窓の向こうを指しながら言う。指の先にはあの森というにはいくらか小さい丘があった。あの辺りで僕は見つかったのか。

「……ごめんなさい」本当に何も覚えてないのだ。どこで事故にあったのかさえも、知らないのだから。

「もう江藤さん、雫くんを困らせないでくださいよ。先生にも本当に何も覚えてないから、困らせるなって言われたでしょ。ごめんね雫くん」

「いえ……」

「若いんだから一人で外に出たい時だってあるよね。俺だって学生時代は親に内緒で出掛けたりしましたよ」腰に手を当て、椅子に座る刑事に向かって威張ったように言う。

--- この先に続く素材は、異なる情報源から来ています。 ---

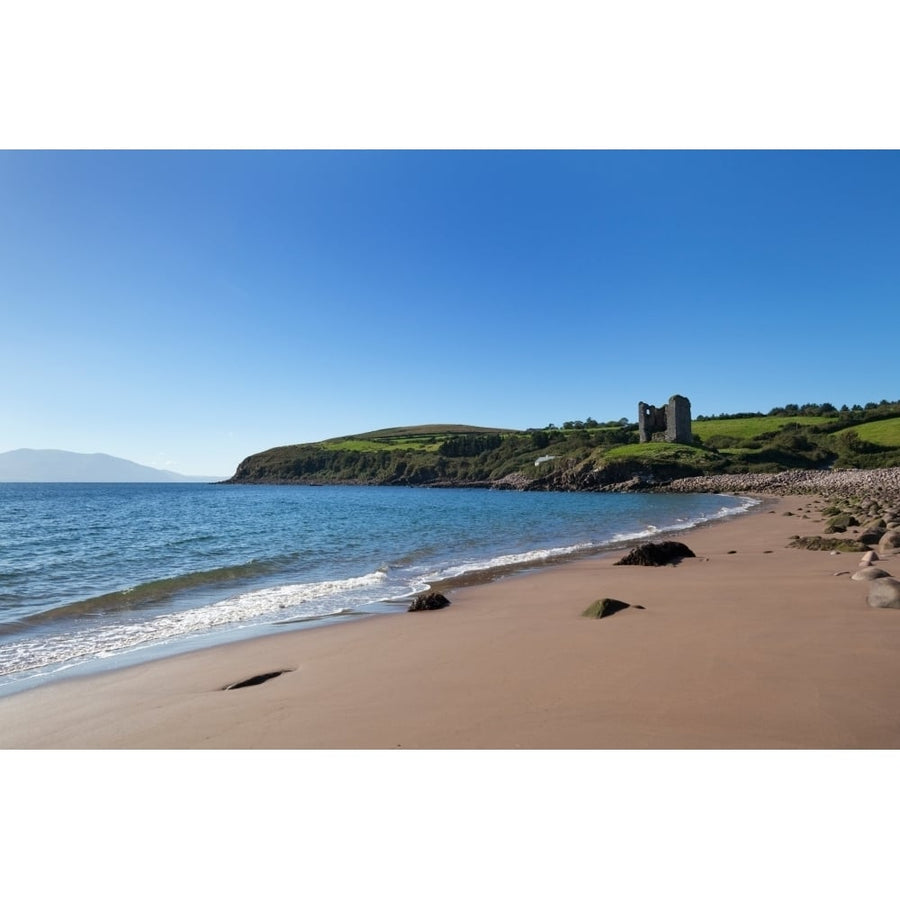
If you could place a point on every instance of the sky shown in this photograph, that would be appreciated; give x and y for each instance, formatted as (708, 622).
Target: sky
(184, 309)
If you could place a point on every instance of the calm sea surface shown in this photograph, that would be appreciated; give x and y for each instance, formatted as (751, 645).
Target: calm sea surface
(93, 575)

「お前のことはどうでもいいんだよ」呆れたように返した。

「まあ、命に別状がなくてよかったよ。いくら若いからってあんまり無茶するなよ。今回は生きていたからよかったものの、親御さんに心配だけは掛けるなよ」強く発せられた言葉とは裏腹に、ポンポンと優しく頭に手を置かれた。

「それじゃあ、そろそろ行くか」椅子から立ち上がる。

「今日は調書の関係で先生にサインをもらいに来ただけだから、もう行かないと」はいっとコンビニの袋を渡された。受け取って中を見るとプリンやチョコレートが入っていた。

「え、いいんですか?」

「いいのいいの、これね江藤さんが自分で外のコンビニまで買いに行ったんだよ。あの見た目で面白いでしょ」そうやって僕の耳元に手を当てて言った。それでもこの静かな空間には大きかったようで

「余計なことを言うな」そう強く言われていた。

「本当のことなんだから、いいじゃないですか」

「さっさと行くぞ」江藤さんは菅野さんの横をすり抜けて行った。

「坊主もさっさと治して、家に帰れよ」手を挙げて出て行った。

「はい、ありがとうございます」

「待ってくださいよ」菅野さんもスーツを羽織り、出る準備をする。

「それじゃあね、雫くん。一応調書とかも終わったからもうここに来ることはないと思うけど。早く怪我を治して、記憶も戻るといいね」そう言って病室を出て行った。


 二人がいなくなり、急に静かになった。袋の中にあったプリンを口に運ぶ。優しい甘さが口いっぱいに広がった。僕は一人であそこにいたのか。どうしてあんなところにいたのだろうか。窓の外を眺めながら、そんなことを考える。


 そこから数日はただのらりくらりと過ごした。漫画の続きを読んでは梨奈さんと感想を共有した。怪我も良くなり、頭の包帯は外れた。ただあの日以降、春田さんが僕の病室に来ることはなかった。病院内で見かけることも。タイミングが悪いのか、それとも休みなのか。僕には彼女が病院にいるかどうかすら知る術がなかった。